My 23-year-old still lives at home, and for the past two years, I’ve been brought to tears by the simplest changes in his empathy and domestic efforts. He’s evolving from ape to human. Simple things, like asking about my day or offering to pick up food on the way home. So, it’s not just wishful thinking when I say: This is normal teenage stuff. You’re raising good kids. You’re doing the best you can. And they will be amazing… someday.
#2 Your Kids Will Love You Again (And Show It) Someday
Over here in hormone hell, we live in a house full of forced hugs. Years ago, I read that kids up to 18 need three hugs a day to feel secure, so I’ve been dishing out unwelcome affection for a decade. The kids cringe and run, but I chase them down anyway. It’s healthy for them, but the lack of reciprocation does wear on a person. Like, dudes—I sacrificed years of manicures to fund karate lessons and North Face jackets, and you can’t give me a side hug?! Add to that being ignored in public and demoted from best buddy to Uber driver, and it takes an emotional toll.
But here’s what I remember from being 16 myself, and what I’ve seen with every friend who’s raised kids to adulthood: this too shall pass. SOMEDAY, they’ll love and appreciate you. Maybe when they’re 20, 25, or even 30—but it will happen. So, to the mom of the 15-year-old daughter who blocks you from one room over, and to the mom of the 13-year-old whose texts read like extortion demands (“Be here in 10!” “Buy me this!”): Don’t fall into the “forever trap,” thinking it will always be this way. Often, teens take out their negative emotions on the people they feel safest with because they know they’re loved unconditionally. Yes, it’s painful, but remember—this is normal, and it will get better in time.
#3 Every Seed Planted Will Be Reaped Someday
Do you sense a pattern here? So much of mothering involves waiting and patience, far beyond those hours spent in school parking lots. I believe the ultimate measure of our efforts comes years later, maybe even after they’ve left the house. Every prayer, every act of sacrifice, every moment you bite your tongue instead of losing your temper—every meal you cook or burn and hour of sleep you lose—God sees it all.

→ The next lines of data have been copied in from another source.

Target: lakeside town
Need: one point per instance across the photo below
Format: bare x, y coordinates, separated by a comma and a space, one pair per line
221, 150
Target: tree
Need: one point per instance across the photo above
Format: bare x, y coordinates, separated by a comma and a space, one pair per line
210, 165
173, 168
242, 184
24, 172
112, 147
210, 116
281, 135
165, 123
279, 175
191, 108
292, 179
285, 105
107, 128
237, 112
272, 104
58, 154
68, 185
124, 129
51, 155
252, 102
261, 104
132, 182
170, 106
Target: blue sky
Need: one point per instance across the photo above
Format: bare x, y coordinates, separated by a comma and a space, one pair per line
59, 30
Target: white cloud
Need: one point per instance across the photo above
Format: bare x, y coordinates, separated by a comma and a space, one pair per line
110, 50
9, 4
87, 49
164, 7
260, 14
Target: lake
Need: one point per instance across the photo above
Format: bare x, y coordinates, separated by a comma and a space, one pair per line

Our kids will likely never know the cost of good mothering. They’ll never know about the vacations we didn’t take because football costs $1K a year. Single or divorced mamas, they’ll never know the dates you didn’t go on or the relationships you gave up to be present for them. But God notices, and He is faithful. Every effort, every seed planted, will be reaped in your child’s life.
#4 If Jesus Is Lord of Your House, They’ll Follow the Truth
This truth can be tough to swallow because we all know adult children raised in Christian homes who aren’t walking with the Lord. But we never know the inside workings of other families, and it’s never too late for salvation. I stand on Proverbs 22:6, which says, “Train up a child in the way he should go, and when he is old, he will not depart from it.” As a pastor’s kid who went completely AWOL during my teen and early adult years, I can attest to this. Eventually, like the prodigal son, I found my way back. Never stop praying and thanking God for your kids’ walk with Him, even if they veer off the path.

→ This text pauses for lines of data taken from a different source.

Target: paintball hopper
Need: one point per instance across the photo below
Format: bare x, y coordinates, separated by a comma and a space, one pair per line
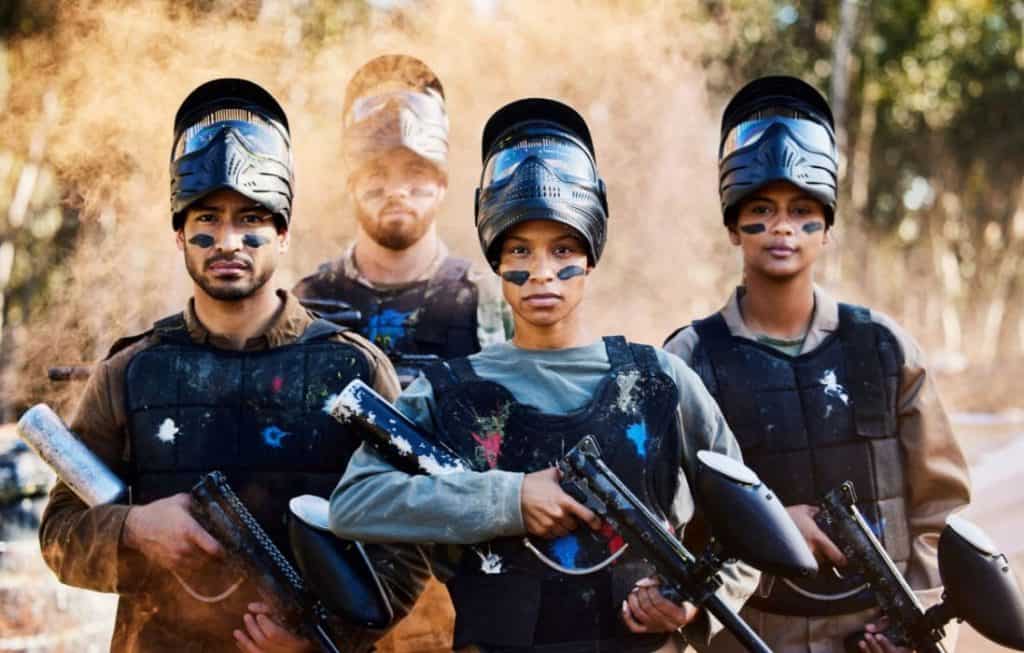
736, 504
980, 586
337, 571
73, 462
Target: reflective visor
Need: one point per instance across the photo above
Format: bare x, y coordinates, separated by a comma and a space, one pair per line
428, 105
258, 134
564, 157
813, 136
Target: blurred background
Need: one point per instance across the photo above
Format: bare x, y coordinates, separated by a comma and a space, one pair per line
930, 227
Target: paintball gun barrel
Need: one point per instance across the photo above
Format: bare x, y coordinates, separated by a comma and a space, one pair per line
588, 479
970, 567
215, 507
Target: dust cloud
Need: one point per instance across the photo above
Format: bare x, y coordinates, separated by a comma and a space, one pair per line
103, 86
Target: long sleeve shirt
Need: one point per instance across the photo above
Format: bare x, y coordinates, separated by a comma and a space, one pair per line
377, 503
84, 547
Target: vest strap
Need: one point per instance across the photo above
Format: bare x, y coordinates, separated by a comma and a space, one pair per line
864, 372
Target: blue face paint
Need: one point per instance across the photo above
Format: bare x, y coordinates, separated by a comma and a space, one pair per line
637, 434
272, 436
204, 241
564, 550
254, 241
519, 277
569, 271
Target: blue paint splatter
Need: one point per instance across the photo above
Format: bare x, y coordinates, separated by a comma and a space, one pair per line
387, 328
637, 433
272, 436
564, 550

#5 There Are No Perfect Parents, and No Perfect Kids
Mom guilt can be crippling, especially during the teen years. When they were little, their constant affection helped soothe our mistakes. Now, when we mess up, we’re met with eye rolls and the silent treatment. Every day, I remind myself that I’m doing my best, and my kids are going to be okay. I’ve made terrible decisions, let my kids down, and lost my temper when I should’ve taken a breath.

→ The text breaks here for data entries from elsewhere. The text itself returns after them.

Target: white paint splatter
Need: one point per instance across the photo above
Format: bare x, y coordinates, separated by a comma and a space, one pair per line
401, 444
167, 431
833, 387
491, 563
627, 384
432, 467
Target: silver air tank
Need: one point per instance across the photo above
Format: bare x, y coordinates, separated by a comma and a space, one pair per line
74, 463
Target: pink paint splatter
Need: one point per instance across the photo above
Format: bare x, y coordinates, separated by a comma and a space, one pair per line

But God is big enough to cover our mistakes. He loves our kids more than we do, and He’s not going to let our teens fail because we got something wrong. He’s not keeping a record of our wrongs, and He cares about our love for them. He wants us to forgive ourselves and enjoy our kids without constant guilt. Your kids are going to make it. And so are you—one awkward hug at a time.